In 125 years no British cyclist had won the race known as the “The Queen of the Classics”; of course no woman had, until recently, been afforded the chance to race over the cobbles of northern France.

When Lizzie Deignan rolled into the open-air Velodrome Andrepetri­eux earlier this month, the 32-year-old wrote a new chapter in British cycling history and in women’s sport by winning the inaugural edition of Paris-roubaix Femmes. Her tactic was simple: ride off the front on the first of 17 sectors of bone-rattling cobbles and go it alone for 81 long kilometres – including 29km of uneven cobbled lanes.

It was a win that was so outrageous, so audacious, it left many wondering if it was the greatest ever solo victory at Paris-roubaix.

In the glorious aftermath, Deignan said she had raced “with the power of generation­s of women who were denied the opportunit­y to battle for this monument” and how she felt the “strength of the history of women’s cycling behind me”. She would go on to say that she hoped her three-year-old daughter Orla would “never face the same barriers” those before her endured. On the day of Deignan’s historic victory, social media fizzed and crackled with chatter about the race. It was unpreceden­ted.

“I could feel the excitement of not only the riders, but also during the recon ride we had more journalist­s than ever before with us for this kind of race,” Anna van der Breggen, the former world champion and multiple classics winner who was in the SD Worx team car having recently retired from racing, told Telegraph Sport. “For everybody, it was exciting.

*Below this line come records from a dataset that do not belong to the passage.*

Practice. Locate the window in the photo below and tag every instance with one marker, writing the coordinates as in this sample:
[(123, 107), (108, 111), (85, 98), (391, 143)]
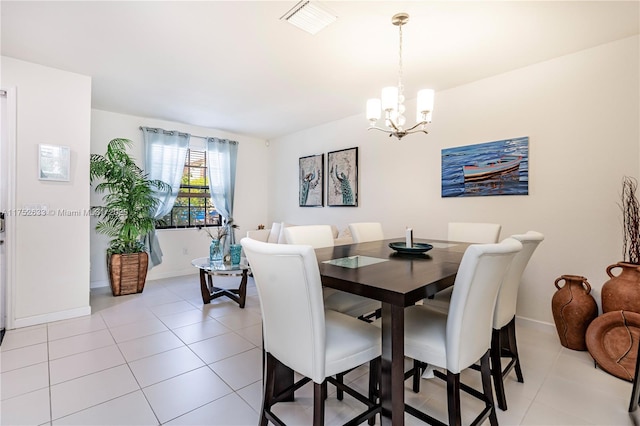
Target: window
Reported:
[(193, 206)]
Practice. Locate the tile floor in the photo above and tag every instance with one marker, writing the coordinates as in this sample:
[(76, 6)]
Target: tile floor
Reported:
[(162, 357)]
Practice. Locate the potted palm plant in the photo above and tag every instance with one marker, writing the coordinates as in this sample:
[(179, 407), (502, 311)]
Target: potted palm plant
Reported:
[(126, 216)]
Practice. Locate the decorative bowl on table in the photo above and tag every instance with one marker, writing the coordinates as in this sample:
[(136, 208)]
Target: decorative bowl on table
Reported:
[(417, 248)]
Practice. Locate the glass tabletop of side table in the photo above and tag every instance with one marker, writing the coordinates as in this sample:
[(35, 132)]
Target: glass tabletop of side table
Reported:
[(210, 269)]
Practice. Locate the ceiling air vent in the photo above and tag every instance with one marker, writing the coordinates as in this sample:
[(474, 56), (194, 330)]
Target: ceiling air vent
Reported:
[(310, 16)]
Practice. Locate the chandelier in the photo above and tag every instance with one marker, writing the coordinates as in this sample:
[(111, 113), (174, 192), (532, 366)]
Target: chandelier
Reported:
[(392, 101)]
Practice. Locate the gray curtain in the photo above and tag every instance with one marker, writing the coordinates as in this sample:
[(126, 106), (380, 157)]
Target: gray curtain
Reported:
[(222, 157), (165, 153)]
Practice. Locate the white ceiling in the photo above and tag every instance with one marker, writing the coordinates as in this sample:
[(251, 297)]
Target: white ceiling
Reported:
[(235, 66)]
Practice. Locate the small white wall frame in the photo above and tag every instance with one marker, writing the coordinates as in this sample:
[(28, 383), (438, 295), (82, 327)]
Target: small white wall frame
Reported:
[(54, 162)]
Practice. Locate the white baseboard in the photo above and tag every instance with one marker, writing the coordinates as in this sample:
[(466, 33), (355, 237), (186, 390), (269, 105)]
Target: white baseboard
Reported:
[(98, 284), (53, 316), (170, 274), (151, 277), (536, 324)]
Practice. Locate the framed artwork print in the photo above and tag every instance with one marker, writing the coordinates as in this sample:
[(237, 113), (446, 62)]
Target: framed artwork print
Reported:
[(54, 162), (311, 181), (491, 168), (342, 184)]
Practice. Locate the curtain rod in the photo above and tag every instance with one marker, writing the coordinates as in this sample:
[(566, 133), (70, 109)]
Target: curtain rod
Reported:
[(152, 129)]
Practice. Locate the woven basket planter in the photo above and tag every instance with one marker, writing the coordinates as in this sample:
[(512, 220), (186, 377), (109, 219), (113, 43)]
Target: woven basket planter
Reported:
[(127, 272)]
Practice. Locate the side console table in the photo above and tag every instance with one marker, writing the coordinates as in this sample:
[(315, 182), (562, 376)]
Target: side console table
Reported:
[(209, 269)]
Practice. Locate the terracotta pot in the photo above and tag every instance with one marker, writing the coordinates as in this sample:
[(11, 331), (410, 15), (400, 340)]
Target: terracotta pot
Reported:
[(573, 310), (622, 292)]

Paris-roubaix was a new race in women’s cycling and came with high risks. The men knew what to expect, but I was afraid some of the girls did not know what to expect and there may be a big disaster.”

Van der Breggen was not wrong, there were indeed risks and many crashes, borne out by the long injury list, including a fractured pubic bone for Annemiek van Vleuten. Of the 129 riders who set off from Denain for the 116.4km race to Roubaix, 24 failed to finish – an attritiona­l rate of 18.6 per cent – while only 61 completed it within the time limit (47.28 per cent).

“I was super scared going into the race because I just knew it was going to be like a battlefiel­d,” Emma Norsgaard who finished sixth, said. An apposite observatio­n from the 22-year-old Movistar rider given the race courses through the fields of northern France, where some of the bloodiest battles of the First World War were fought.

Racing over cobbles is not uncommon in northern Europe. Unlike those found in Belgium, where Van der Breggen and her former team-mate Deignan prevailed at the Tour of Flanders, however, the roads that lead to Roubaix exist in a hellish world of their own. When, in 1919, race organisers visited the battlefiel­ds of northern France to assess the damage done to the region and its roads, they returned to Paris before describing the region as “the hell of the north”, a term that has since become part of the lexicon of Paris-roubaix.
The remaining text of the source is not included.